The position operator is the $\mathbb{C}$-linear map from the space of functions $\mathbb{R} \to \mathbb{C}$ to itself that maps a function $\psi$ to the function $x \mapsto x \psi(x)$.

The position operator is a continuous linear map on the Schwartz space $\mathcal{S}(\mathbb{R}, \mathbb{C})$ that maps a function $\psi$ to the function defined by $x \mapsto x \psi(x)$.

For any Schwartz function $\psi \in \mathcal{S}(\mathbb{R}, \mathbb{C})$, the position operator applied to $\psi$ is the function mapping each $x \in \mathbb{R}$ to $x \psi(x)$.

For any Schwartz function $\psi \in \mathcal{S}(\mathbb{R}, \mathbb{C})$ and any real number $x \in \mathbb{R}$, the position operator applied to $\psi$ and evaluated at $x$ satisfies $(\hat{x}\psi)(x) = x \psi(x)$.
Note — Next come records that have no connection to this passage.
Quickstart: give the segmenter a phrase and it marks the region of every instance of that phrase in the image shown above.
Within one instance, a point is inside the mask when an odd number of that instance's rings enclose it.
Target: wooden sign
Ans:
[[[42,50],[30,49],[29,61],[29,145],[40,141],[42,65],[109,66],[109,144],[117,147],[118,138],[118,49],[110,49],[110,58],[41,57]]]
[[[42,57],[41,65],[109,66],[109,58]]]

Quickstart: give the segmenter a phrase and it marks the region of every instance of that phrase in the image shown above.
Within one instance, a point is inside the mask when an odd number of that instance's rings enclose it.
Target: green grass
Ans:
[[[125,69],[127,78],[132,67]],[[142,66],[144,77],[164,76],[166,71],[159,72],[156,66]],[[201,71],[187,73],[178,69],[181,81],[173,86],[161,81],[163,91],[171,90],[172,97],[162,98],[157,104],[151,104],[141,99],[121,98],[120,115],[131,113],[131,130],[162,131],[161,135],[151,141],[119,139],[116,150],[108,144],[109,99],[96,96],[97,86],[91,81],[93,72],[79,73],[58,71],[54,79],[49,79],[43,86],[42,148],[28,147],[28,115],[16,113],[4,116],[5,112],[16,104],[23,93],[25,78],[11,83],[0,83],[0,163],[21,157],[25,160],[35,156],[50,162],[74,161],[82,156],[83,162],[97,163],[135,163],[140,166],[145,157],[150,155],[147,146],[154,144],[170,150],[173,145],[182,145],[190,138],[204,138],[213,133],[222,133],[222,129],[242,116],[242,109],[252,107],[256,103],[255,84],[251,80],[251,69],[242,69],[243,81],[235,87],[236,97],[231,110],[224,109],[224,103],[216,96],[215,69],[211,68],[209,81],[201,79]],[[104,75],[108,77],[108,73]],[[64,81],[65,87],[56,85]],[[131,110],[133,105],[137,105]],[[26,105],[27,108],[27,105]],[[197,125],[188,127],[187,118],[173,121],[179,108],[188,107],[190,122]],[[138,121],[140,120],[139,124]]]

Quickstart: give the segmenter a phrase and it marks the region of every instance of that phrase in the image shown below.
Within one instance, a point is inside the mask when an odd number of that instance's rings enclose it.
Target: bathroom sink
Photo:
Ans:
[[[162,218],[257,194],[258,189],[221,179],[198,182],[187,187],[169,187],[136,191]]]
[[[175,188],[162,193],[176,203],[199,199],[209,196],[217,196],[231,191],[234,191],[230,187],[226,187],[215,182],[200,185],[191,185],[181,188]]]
The unbounded position operator $\hat{X}$ is an operator on the Hilbert space $L^2(\mathbb{R}, \mathbb{C})$ with the Schwartz space $\mathcal{S}(\mathbb{R}, \mathbb{C})$ as its domain. It is defined by the action $(X \psi)(x) = x \psi(x)$ for any Schwartz function $\psi$.

For any real number $x \in \mathbb{R}$, the position state (denoted by `positionState x`) is a generalized eigenvector of the unbounded position operator $\hat{X}$ with eigenvalue $x$.

The unbounded position operator $\hat{X}$ on the Hilbert space $L^2(\mathbb{R}, \mathbb{C})$ with the Schwartz space $\mathcal{S}(\mathbb{R}, \mathbb{C})$ as its domain, defined by the action $(\hat{X} \psi)(x) = x \psi(x)$, is self-adjoint.